Independence City Councilman Jim Trakas, who served as a county Republican chairman in Cuyahoga County at the time, says the “RNC Committee better hold on to their elephants. [Peacock] will be part of the great hospitality Cleveland shows to the Republican party.”
Growing up in a large Cleveland Heights family, Peacock has lived in Bratenahl for 35 years and has spent most of his life in entertainment. “I am a total extrovert and enjoy people of all ages,” he says. “I enjoy being live on stage. It’s in my very DNA.” He not only performs on stage; he’s hosted events and performed nationwide in vintage underground bomb shelters, on a major bridge, in a closed funeral home, and in an old airliner hull.

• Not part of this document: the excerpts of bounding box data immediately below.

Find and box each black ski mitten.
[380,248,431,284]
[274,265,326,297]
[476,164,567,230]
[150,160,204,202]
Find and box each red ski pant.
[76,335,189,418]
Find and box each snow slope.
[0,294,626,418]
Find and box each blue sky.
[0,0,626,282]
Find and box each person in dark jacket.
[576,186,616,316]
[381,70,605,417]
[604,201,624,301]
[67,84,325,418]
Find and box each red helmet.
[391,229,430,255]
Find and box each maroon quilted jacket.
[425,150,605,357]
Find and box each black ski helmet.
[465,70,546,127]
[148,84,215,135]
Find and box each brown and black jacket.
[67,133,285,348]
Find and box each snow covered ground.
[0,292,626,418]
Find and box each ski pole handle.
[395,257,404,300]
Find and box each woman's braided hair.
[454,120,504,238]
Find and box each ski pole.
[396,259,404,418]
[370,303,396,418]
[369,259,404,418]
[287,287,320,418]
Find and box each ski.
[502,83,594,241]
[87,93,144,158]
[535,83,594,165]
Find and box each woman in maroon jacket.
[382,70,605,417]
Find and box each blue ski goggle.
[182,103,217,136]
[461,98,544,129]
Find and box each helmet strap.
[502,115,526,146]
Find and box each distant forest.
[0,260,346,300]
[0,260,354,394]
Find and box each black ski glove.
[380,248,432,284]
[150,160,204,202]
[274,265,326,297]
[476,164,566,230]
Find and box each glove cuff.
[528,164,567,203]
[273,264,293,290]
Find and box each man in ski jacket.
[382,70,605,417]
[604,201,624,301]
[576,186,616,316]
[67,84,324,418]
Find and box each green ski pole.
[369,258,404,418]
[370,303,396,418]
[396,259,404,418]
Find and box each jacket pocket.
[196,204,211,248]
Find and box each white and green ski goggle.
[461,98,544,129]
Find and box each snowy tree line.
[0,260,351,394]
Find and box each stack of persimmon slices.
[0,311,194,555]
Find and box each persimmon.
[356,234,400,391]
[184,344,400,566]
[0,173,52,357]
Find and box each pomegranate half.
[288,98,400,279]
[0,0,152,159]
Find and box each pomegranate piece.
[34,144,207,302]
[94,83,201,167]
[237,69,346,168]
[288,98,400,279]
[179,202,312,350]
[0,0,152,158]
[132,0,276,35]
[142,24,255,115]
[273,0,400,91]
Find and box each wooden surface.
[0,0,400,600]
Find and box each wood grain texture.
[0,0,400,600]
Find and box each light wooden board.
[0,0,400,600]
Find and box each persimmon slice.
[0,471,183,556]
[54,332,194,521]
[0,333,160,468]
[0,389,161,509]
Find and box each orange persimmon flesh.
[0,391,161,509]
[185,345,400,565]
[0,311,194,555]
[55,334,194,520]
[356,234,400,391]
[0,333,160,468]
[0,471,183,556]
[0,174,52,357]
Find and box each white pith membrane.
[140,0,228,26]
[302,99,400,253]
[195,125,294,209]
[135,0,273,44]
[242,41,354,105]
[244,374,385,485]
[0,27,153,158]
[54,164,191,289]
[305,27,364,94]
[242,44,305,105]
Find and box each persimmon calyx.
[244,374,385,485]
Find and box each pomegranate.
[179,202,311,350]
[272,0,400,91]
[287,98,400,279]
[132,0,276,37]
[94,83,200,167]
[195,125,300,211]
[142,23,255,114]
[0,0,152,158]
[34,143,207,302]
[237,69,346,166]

For 34 years, he was a food and merchandise executive for a national company, for which he coordinated and trained groups of hundreds of volunteers on a weekly basis for major special events. After his retirement in 2013, he served for two years as the Grand Ambassador of Las Vegas events before returning to his native Cleveland.
Being a part of Cleveland’s rock-and-roll legacy, Peacock was a regional one-hit-wonder teen glam rocker in the early 1970s and had a regional top 10 single, “Rock City USA.” He now plays bass in a 1950s show band, “The Secret Styles of Rock Pioneers.”
The nickname “Peacock” developed naturally because of his civic pride, colorful comedic nature, and being the designer and owner of the largest custom-made, themed jacket collection, which includes jackets with lights, multiple arms, and even one that squirts water. “I confess that it is an obsession, but it delivers joy to humanity and important causes,” Peacock says.
His stage and event jackets get a lot of attention and he tailors them to reflect a variety of product themes and situations.
“My talented seamstresses are tasked with taking the fabrics and constructing the perfect superior quality jacket that always brings a smile to the audience,” he says. “How the audience reacts or what they whisper to one another makes no difference. It keeps them there and engaged, wondering what I will do next.”
Peacock recounts a time a few years ago at an event in Las Vegas with Sir Elton John. “He was amazed at my jacket choices for this fundraiser. He said that he may well be known as the ‘Rocket Man,’ but Peacock wins as the ‘Jacket Man.’”
Peacock’s advice for the RNC, as well as other events, is to actually approach it in reverse. What does that mean?
“Establish your reasons and goal, then identify your target invitees. Finally engage with professionals who align with your vision and have the resources and experience to deliver what you desire with quality and on budget,” he says. “It does not have to be stressful even in this noisy digital era. This is where genuine ‘people power’ makes a triumphant return. Keep it real and light-hearted. Impression derives from expression. Just don’t over plan and overproduce the event. Give guests space for social interaction. That’s when the magic of relationships and ideas happen.”